Soft Shoes. Most of this big news is written by Louis Wulff, court correspondent for Press Association, the top British domestic news agency. At 44, Wulff has been writing Britain's favorite serial story --the lives & loves of its kings & queens-- for 20 years. Though Wulff is not permitted to interview the King and his family, his accurate, inside stories of the royal doings fill columns in the British press. Press Association's Wulff and Louis Nichols of Exchange Telegraph, the other major domestic news service, are the only two permitted to cover the palace beat.
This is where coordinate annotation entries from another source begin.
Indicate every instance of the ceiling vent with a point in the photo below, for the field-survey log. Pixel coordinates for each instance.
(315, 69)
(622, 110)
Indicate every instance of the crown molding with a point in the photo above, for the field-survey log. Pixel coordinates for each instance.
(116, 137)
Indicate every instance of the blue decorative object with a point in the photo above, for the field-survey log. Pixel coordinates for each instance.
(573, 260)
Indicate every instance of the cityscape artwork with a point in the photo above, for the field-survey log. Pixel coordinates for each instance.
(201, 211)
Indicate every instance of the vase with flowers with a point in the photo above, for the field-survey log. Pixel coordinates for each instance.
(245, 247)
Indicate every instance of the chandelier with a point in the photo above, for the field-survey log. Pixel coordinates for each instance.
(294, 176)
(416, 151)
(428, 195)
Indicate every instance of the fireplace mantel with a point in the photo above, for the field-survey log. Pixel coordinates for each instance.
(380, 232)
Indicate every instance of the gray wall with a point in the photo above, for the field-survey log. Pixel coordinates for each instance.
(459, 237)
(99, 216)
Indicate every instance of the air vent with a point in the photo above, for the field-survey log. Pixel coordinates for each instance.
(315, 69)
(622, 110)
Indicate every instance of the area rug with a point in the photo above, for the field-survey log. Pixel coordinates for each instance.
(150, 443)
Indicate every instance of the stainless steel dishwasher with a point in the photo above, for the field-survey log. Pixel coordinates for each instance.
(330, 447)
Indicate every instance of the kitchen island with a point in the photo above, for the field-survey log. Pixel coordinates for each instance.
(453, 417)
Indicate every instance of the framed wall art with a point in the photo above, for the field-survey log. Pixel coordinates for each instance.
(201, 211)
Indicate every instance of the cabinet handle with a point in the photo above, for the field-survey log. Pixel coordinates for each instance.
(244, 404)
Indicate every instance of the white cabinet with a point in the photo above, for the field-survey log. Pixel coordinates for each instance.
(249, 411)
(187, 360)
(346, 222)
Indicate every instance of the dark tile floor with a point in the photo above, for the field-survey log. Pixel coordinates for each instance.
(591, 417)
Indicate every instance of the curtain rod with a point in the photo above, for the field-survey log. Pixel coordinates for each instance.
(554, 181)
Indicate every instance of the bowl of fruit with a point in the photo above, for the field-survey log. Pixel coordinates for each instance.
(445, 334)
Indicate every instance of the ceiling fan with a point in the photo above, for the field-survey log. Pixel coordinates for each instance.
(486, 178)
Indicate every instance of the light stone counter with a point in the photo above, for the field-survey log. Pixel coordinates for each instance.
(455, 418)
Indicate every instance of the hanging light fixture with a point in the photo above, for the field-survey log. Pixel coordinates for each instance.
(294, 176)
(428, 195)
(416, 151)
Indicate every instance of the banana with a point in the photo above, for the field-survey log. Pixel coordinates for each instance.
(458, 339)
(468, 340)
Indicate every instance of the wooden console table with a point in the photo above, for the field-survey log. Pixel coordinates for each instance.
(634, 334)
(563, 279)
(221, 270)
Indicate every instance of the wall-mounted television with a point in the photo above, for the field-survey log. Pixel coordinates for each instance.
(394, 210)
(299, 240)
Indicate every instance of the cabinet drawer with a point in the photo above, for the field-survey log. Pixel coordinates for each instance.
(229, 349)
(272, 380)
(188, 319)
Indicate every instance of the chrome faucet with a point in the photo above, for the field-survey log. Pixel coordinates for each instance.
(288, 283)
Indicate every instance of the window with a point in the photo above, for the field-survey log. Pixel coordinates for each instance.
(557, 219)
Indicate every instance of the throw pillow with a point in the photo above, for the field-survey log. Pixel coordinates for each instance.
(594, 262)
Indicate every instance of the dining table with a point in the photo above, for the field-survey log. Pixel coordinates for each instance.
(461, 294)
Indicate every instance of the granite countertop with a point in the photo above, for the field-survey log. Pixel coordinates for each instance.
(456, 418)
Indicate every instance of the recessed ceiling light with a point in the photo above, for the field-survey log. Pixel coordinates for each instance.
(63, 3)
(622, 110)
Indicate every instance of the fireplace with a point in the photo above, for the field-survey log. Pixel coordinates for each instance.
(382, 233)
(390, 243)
At 10:30 every morning they soft-shoe along the thickly carpeted corridor to the Buckingham Palace press office. There Commander Richard Colville, the royal family's press secretary, hands them the day's terse official announcements. For anything except routine news, Colville is usually of little help. Says he: "We are not publicity agents for the royal family. We are here to tell the press how far they cannot go." Thus Wulff has to tap his own pipelines for color, and often comes up with a scoop or a more readable story than Nichols, a comparative newcomer.
When the royal family thinks of the press, it usually thinks of Wulff. By royal request, he handled the press arrange ments for the wedding of Patricia Mountbatten, Lord Louis' daughter. The King has awarded him the M.V.O. Fourth Class (Member of Royal Victorian Order) and "said some very nice things" about Wulff's work, which sometimes consists of not telling the news. Example: he withheld a story on the King's illness until it was officially released.
Nonsense. Son of two circus troup ers, Belgian-born, English-educated Louis Wulff has worked for Press Association ever since he was 16. He started as a $5-a-week messenger boy, now does well enough to have a flat in London and a country home. Wulff's only serious fluff was the announcement of the royal engagement in 1947. When his office woke him up at 2 a.m. to tell him that the Daily Mail was predicting a betrothal that day, Wulff replied: "Nonsense." Press Association put out the denial over his by line -- just as the palace announced the engagement.
Reporter Wulff's strong affection for the royal family has sometimes sweetened his copy and his Silver Wedding, latest of the four bestsellers (150,000 copies each) he has written about the royal family.
Once another reporter told Wulff: "I wouldn't have your job for the world -- too many strings attached." Beamed Wulff: "Ah, but golden strings, golden strings."